Member of the House of Councillors
- In office 26 July 1998 – 25 July 2010
- Constituency: National PR

Member of the House of Representatives
- In office 10 December 1976 – 18 June 1993
- Preceded by: Ichirō Ōno
- Succeeded by: Makiko Tanaka
- Constituency: Niigata 3rd

Personal details
- Born: 5 July 1934 Tochio, Niigata, Japan
- Died: 31 July 2024 (aged 90) Chiba Prefecture, Japan
- Party: New Renaissance
- Other political affiliations: LDP (1976–1993) Independent (1993–1994) NFP (1994–1998) LP (1998–2003) DPJ (2003–2008)
- Alma mater: Takushoku University

= Hideo Watanabe =

Japanese politician (1934–2024)

Hideo Watanabe (渡辺 秀央, Watanabe Hideo) was a Japanese politician of the Democratic Party of Japan who was a member of the House of Representatives and House of Councillors in the Diet (national legislature) from 1976 to 1993 and 1998 to 2010 respectively.

== Life and career ==
A native of Tochio, Niigata and graduate of Takushoku University, he was elected to the House of Representatives in the 1976 general election as part of the ruling Liberal Democratic Party, and re-elected five times before losing his seat in the pivotal 1993 general election.

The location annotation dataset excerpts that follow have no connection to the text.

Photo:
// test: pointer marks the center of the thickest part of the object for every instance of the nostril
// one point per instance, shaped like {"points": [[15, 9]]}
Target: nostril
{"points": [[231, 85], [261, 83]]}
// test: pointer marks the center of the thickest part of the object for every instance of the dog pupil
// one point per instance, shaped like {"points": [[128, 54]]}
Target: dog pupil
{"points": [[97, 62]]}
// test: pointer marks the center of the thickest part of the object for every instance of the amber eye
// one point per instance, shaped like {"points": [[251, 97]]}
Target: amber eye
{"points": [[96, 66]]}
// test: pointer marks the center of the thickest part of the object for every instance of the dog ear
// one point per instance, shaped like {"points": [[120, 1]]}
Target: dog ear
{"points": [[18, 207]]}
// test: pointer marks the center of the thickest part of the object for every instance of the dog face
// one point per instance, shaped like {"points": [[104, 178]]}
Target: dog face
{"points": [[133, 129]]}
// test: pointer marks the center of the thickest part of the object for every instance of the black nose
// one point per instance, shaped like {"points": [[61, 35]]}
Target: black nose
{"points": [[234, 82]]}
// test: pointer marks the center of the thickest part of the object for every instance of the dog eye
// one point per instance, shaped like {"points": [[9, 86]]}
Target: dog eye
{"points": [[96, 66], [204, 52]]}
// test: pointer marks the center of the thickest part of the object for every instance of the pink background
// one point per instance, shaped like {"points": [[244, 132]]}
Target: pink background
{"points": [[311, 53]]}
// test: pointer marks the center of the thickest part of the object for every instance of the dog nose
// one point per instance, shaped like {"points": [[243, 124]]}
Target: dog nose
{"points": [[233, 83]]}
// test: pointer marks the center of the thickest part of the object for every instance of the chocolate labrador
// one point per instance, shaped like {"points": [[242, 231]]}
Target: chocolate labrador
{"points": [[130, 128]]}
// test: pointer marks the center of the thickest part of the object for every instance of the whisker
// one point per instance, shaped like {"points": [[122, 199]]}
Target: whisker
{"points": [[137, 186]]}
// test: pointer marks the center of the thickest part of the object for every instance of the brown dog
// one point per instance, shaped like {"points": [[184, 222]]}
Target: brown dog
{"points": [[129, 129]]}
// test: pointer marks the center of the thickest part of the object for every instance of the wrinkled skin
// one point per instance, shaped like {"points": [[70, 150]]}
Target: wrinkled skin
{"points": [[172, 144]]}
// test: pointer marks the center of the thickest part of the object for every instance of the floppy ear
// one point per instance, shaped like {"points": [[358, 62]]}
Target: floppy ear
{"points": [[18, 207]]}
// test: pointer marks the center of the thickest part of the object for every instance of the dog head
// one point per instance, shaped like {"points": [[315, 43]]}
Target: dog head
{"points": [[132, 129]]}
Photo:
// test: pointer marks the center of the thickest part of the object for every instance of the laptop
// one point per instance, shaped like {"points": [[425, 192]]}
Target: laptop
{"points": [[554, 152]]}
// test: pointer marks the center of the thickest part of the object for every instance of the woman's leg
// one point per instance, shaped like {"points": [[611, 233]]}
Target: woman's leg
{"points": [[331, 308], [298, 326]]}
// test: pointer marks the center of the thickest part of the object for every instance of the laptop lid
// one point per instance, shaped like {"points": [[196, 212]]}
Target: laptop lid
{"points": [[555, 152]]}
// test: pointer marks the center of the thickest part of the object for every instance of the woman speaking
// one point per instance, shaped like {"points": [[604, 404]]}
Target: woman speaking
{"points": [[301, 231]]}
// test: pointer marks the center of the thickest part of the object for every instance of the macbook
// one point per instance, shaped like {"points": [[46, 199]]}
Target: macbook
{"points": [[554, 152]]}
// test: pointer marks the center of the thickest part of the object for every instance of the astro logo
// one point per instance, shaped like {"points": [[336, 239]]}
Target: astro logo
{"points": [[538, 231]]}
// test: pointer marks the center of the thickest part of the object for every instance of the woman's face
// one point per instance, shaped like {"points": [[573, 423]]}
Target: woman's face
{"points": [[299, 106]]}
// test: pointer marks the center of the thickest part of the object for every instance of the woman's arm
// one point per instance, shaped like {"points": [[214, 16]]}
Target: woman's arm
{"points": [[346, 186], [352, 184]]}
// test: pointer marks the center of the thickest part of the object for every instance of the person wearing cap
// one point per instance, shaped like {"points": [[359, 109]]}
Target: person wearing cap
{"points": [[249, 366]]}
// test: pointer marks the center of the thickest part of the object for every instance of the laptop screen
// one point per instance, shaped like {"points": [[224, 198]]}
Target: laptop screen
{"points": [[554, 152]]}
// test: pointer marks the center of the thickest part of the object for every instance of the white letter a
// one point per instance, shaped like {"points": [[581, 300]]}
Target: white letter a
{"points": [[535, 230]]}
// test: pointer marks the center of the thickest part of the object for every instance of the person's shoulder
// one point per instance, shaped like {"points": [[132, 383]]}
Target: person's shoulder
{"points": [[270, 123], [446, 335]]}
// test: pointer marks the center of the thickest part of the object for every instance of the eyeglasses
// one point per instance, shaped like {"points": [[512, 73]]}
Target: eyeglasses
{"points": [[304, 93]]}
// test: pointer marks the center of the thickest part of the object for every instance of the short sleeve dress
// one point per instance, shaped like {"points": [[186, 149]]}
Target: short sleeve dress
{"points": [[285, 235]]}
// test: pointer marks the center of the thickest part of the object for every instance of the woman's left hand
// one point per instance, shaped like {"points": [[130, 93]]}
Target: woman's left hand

He joined the New Frontier Party in 1997 and then won a seat on the Liberal Party proportional representation slate for the House of Councillors in the 1998 election. He led electoral cooperation talks between the LP and LDP which broke down in March 2000 concurrently with failed merger talks between party presidents Keizo Obuchi and Ichiro Ozawa. The LP subsequently merged with the Democratic Party of Japan and Watanabe retained his House of Councillors seat on the DPJ slate in the 2004 election.

He left the DPJ in 2008 to start the Reform Club, which became the New Renaissance Party in April 2010 under the leadership of Yoichi Masuzoe. Watanabe retired from politics upon refusing to run in the 2010 House of Councillors election.

Watanabe was the chairman of Japan-Myanmar Friendship Association. Watanabe first provided aid to Myanmar in 1987 and then began interacting with the military. He had close ties with the military's proxy Union Solidarity and Development Party since the time of ex-general Thein Sein’s quasi-civilian government. It is said that he had been close to Senior General Min Aung Hlaing for over a decade, and they met shortly before and after the February 2021 coup. Following the military coup d'état, he told The Asahi Shimbun newspaper that Min Aung Hlaing had not staged a coup but "done what he should have in accordance with the law". In November 2022, he was awarded the title of Thiri Pyanchi, one of the country's highest honors.

Watanabe died on 31 July 2024, at the age of 90.